In the Atlantic, Harvard Law Professor Yochai Benkler contends that reforming the National Security Agency requires immunity for public-accountability leakers like Edward Snowden. Benkler, who testified to WikiLeaks’ journalistic value at whistleblower Chelsea Manning’s trial, recently published his proposal for a legal defence that such whistleblowers could use in court, arguing that they should be able to show that their disclosures are in the public interest and necessary for democratic progress.
In his new piece, Benkler observes how the Pentagon Papers, COINTELPRO and Watergate leaks of the 1970s “helped cement the role of unauthorized public disclosure as a systemic check on the predictable cycles of error in the national-security system.” While those erstwhile leakers are now championed for exposing wrongdoing, whistleblowers of the the new millennium have been subject to prosecutions, retaliations and prison sentences.
America’s post-9/11 security state ballooned and ensured its worst policies were kept secret, precluding any accountability, save for conscientious disclosures to the press. “Without the men and women of conscience who have come out over the past 12 years and disclosed aspects of the abuses, the system would have kept on grinding,” Benkler writes.
Echoing his preface to his public-accountability defence proposal, Benkler explains,
All large systems suffer from these kinds of failures as they age, as new conditions challenge old practices, and as the rationale for processes once cherished is lost in the humdrum of bureaucratic routine… Whistleblowing is a central pillar of the way American law deals with these dynamics of error, incompetence, and malfeasance in large organizations.
However, in the national security realm, whistleblowing is not acknowledged and applauded but rather pathologised, condemned, and criminalised. Benkler says, “Only piercing the echo chamber can lead to meaningful reform in such cases, so it’s here, where the risks of error and distortion are greatest, that unauthorized disclosure is most important. We saw it with the Pentagon Papers in 1970, and we saw it again with Snowden.”
In conclusion, Benkler explains how immunity for Snowden would pave the way toward a culture of accountability that welcomes whistleblowing as necessary, inevitable, and vital.

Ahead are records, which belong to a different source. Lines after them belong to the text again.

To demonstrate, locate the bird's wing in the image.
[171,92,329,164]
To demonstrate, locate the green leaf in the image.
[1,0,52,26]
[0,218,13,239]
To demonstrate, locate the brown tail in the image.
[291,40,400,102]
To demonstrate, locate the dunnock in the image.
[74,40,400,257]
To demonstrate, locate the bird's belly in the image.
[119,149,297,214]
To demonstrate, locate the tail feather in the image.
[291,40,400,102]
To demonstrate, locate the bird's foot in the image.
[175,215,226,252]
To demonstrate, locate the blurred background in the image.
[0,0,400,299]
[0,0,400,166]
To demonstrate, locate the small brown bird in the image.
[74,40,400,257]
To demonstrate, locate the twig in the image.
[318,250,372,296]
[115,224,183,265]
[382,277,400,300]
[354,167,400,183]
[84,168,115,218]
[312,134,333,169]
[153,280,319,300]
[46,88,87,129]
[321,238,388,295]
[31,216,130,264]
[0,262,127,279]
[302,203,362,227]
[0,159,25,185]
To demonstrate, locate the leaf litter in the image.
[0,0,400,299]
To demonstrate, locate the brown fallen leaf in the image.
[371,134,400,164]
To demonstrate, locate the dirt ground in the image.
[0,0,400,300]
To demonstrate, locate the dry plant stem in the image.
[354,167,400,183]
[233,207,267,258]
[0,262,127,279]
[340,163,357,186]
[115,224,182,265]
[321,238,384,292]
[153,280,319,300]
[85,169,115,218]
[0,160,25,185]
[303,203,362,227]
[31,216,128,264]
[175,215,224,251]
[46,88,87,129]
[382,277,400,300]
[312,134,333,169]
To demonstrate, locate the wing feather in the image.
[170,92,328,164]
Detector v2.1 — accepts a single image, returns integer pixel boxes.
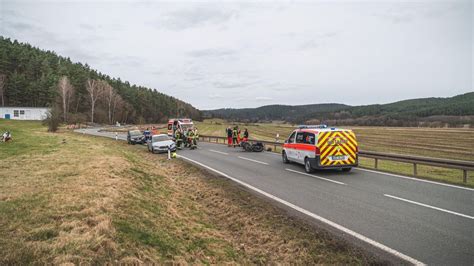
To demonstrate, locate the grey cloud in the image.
[299,31,340,50]
[152,4,237,30]
[372,2,460,23]
[213,81,254,89]
[187,48,237,58]
[209,93,224,100]
[79,23,96,31]
[255,96,273,102]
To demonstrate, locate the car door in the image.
[294,132,305,163]
[285,131,296,161]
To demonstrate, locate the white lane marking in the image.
[178,155,425,265]
[383,194,474,220]
[238,156,268,165]
[285,168,345,185]
[354,167,474,191]
[209,150,229,155]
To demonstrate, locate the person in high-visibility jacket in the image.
[226,127,232,147]
[191,127,199,149]
[242,129,249,141]
[176,130,183,150]
[232,126,239,148]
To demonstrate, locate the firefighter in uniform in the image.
[232,126,239,148]
[176,130,183,150]
[191,127,199,150]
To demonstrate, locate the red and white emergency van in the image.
[282,125,359,173]
[168,118,194,137]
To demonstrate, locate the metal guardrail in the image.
[199,135,474,183]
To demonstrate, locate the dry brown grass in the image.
[0,120,373,264]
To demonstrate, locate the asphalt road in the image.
[78,129,474,265]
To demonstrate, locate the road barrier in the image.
[199,135,474,183]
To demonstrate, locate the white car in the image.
[148,134,176,153]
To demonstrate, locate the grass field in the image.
[0,120,377,265]
[196,119,474,187]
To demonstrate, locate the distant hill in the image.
[0,36,201,123]
[203,92,474,127]
[203,103,349,122]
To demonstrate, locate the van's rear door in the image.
[318,130,358,167]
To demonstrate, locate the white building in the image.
[0,107,49,120]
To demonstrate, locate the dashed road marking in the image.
[178,155,425,265]
[238,156,268,165]
[383,194,474,220]
[285,168,346,185]
[209,150,229,155]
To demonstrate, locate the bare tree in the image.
[103,81,117,124]
[58,76,74,122]
[0,74,7,106]
[112,94,125,121]
[86,79,103,123]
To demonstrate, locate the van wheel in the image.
[281,151,290,163]
[304,158,314,173]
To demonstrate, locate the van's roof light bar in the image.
[298,124,328,129]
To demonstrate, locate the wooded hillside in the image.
[0,36,201,123]
[203,92,474,127]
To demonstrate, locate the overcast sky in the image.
[0,0,474,109]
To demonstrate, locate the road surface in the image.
[79,129,474,265]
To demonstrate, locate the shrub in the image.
[43,107,62,132]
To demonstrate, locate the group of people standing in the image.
[175,127,199,150]
[226,126,249,148]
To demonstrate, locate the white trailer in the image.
[0,107,49,120]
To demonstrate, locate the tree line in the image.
[203,92,474,127]
[0,36,201,123]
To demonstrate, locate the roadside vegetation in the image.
[0,120,379,265]
[196,119,474,187]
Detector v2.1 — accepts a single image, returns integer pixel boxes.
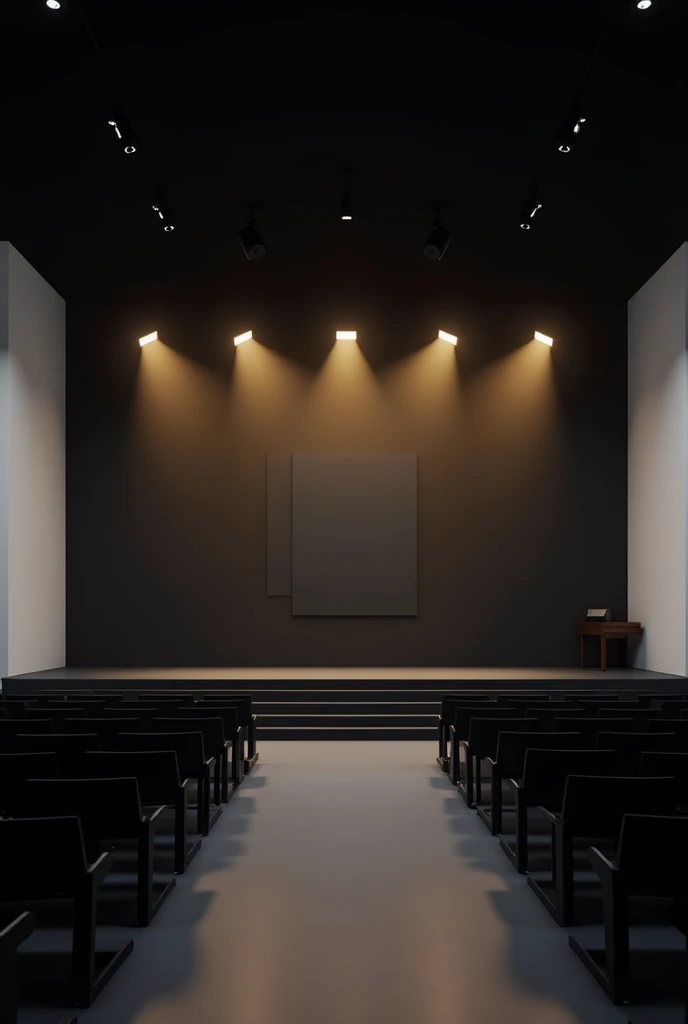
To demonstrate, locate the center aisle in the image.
[71,741,628,1024]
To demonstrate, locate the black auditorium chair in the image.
[448,703,516,790]
[477,724,583,836]
[0,753,58,811]
[528,775,679,927]
[59,717,139,738]
[101,730,222,836]
[17,777,175,928]
[597,732,682,775]
[640,751,688,813]
[0,910,36,1024]
[197,693,258,775]
[0,817,133,1007]
[552,716,635,751]
[437,693,493,772]
[568,814,688,1006]
[500,745,614,874]
[166,705,244,790]
[11,732,100,778]
[458,715,538,807]
[79,751,201,874]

Retroactive immunity would build constitutional culture rather than a permanent legal solution. Our (fuzzy) memories of the 1970s teach us, collectively, that unauthorized national-security leakers who expose substantial wrongdoing were heroes, and that respect, not a prison term, was their due. That is the lesson that immunity for Snowden would reinforce. It will not make leaking a low-risk activity, nor will it erase the dread of repercussions like Manning’s 35-year prison sentence. But immunity will be a strong statement to insiders that if the system has gone badly enough off track, and if public disclosure can lead to genuine benefits, then a conscientious individual can do the right thing. Even if the leak is illegal, the public will support bona fide whistleblowers who expose significant abuses, and the whistleblowers will not be forced to spend their lives in prison or exile while those whose misdeeds they exposed profit on the speaking circuit.